MEPs call for EU budget boost to tackle financial crisis

30 Sep 14
A special committee of MEPs has called for planned cuts to the European Union’s 2015 budget to be overturned, saying spending should be used as a tool to overcome the effects of the financial crisis.

By Judith Ugwumadu | 29 September 2014

A special committee of MEPs has called for planned cuts to the European Union’s 2015 budget to be overturned, saying spending should be used as a tool to overcome the effects of the financial crisis.

In a vote taken today, the Budget Committee also called for extra funding for economic growth, job creation and education programmes and for the EU’s humanitarian work in Syria, the Ukraine and Palestine.

The EU’s Council of Ministers had proposed cutting the €146bn budget for 2015 by €522m and the €142bn payments proposal by €2.1bn.

But Spanish MEP and Budget Committee vice chair Eider Gardiazábal Rubial, who is in charge of steering the bulk of the budget through the European Parliament, said: ‘We should use the budget as an investment tool to help overcome the crisis.

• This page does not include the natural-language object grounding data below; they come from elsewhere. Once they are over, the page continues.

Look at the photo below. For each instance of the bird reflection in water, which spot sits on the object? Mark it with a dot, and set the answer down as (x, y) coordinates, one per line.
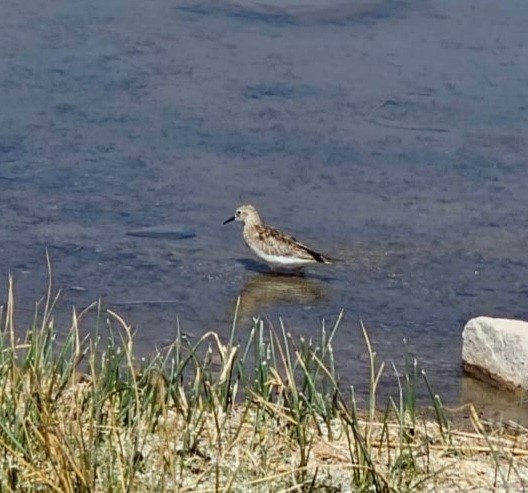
(266, 290)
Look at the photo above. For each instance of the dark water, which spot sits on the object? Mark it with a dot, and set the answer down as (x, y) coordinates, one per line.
(390, 134)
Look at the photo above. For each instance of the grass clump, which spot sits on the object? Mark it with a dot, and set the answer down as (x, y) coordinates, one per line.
(80, 414)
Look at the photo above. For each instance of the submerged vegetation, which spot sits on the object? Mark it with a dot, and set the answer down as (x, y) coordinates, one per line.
(80, 414)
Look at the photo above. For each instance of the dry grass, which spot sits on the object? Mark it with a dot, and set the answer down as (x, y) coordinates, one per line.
(211, 416)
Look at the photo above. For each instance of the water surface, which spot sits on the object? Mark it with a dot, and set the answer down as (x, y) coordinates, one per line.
(391, 135)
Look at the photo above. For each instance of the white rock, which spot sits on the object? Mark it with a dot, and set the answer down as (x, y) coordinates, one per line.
(496, 350)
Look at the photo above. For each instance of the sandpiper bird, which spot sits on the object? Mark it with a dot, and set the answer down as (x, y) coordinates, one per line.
(281, 251)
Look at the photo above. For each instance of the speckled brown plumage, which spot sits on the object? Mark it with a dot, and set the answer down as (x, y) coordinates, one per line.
(278, 249)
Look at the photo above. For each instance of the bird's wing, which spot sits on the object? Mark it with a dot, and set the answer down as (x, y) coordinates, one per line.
(275, 242)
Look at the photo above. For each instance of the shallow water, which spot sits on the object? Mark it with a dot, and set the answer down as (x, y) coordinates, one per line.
(391, 135)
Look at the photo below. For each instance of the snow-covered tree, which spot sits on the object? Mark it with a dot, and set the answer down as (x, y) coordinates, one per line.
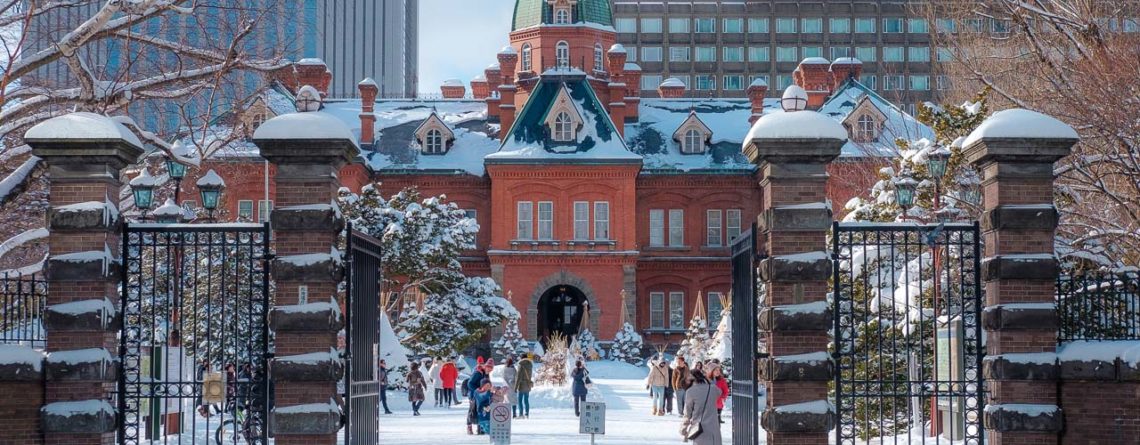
(511, 344)
(627, 345)
(553, 371)
(421, 241)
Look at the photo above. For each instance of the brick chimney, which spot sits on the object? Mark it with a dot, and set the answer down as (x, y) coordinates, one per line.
(843, 69)
(368, 91)
(814, 77)
(453, 89)
(509, 58)
(315, 72)
(479, 88)
(672, 88)
(756, 94)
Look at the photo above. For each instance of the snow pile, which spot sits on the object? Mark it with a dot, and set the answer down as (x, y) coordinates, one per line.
(804, 124)
(1020, 123)
(17, 355)
(82, 126)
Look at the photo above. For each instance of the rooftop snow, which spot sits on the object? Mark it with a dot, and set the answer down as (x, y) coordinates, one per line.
(82, 126)
(1020, 123)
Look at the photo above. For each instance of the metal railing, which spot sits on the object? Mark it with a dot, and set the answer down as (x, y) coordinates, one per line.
(23, 299)
(1099, 306)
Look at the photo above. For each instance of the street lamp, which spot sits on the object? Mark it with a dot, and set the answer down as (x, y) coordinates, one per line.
(210, 186)
(143, 187)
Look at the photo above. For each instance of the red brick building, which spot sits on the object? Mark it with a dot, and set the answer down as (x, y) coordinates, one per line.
(581, 188)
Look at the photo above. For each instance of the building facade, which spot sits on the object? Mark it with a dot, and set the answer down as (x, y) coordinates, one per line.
(583, 191)
(718, 48)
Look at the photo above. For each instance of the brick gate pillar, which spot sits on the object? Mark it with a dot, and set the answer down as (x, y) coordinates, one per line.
(308, 148)
(84, 153)
(792, 151)
(1019, 272)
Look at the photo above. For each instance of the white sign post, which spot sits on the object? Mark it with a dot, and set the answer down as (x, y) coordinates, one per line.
(501, 423)
(592, 420)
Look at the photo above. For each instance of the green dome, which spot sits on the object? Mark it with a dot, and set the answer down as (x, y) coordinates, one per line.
(530, 13)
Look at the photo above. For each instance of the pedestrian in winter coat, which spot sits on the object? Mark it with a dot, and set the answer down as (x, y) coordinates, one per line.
(437, 386)
(700, 410)
(416, 387)
(523, 382)
(716, 377)
(658, 379)
(483, 397)
(383, 386)
(580, 377)
(682, 379)
(447, 375)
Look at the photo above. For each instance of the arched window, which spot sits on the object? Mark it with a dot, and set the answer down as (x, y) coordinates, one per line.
(562, 55)
(433, 144)
(599, 57)
(693, 143)
(865, 132)
(563, 128)
(526, 57)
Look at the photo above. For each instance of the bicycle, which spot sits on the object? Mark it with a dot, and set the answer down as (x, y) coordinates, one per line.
(243, 428)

The programmes we have reinforced are of strategic significance for the future.

‘Cutting back EU programmes aimed at stimulating growth, creating jobs, fostering development and supporting education is going against what the Council [of Ministers] itself had defined as EU priorities.’

The MEPs also want to see a funding boost for EU farmers and fisheries hit by Russian trade sanctions and the EU’s three financial watchdogs ­– the European Banking Authority, the European Insurance and Occupational Pensions Authority and the European Securities and Markets Authority.

Following today’s vote, the amount of extra spending desired by the committee will be calculated and the full amount voted on in a committee resolution on October 7.

The European Parliament as a whole will vote on its position on October 22. Conciliation talks with the Council of Ministers will begin towards the end of October and should conclude in time for a next year’s budget to be voted on by Parliament on November 26.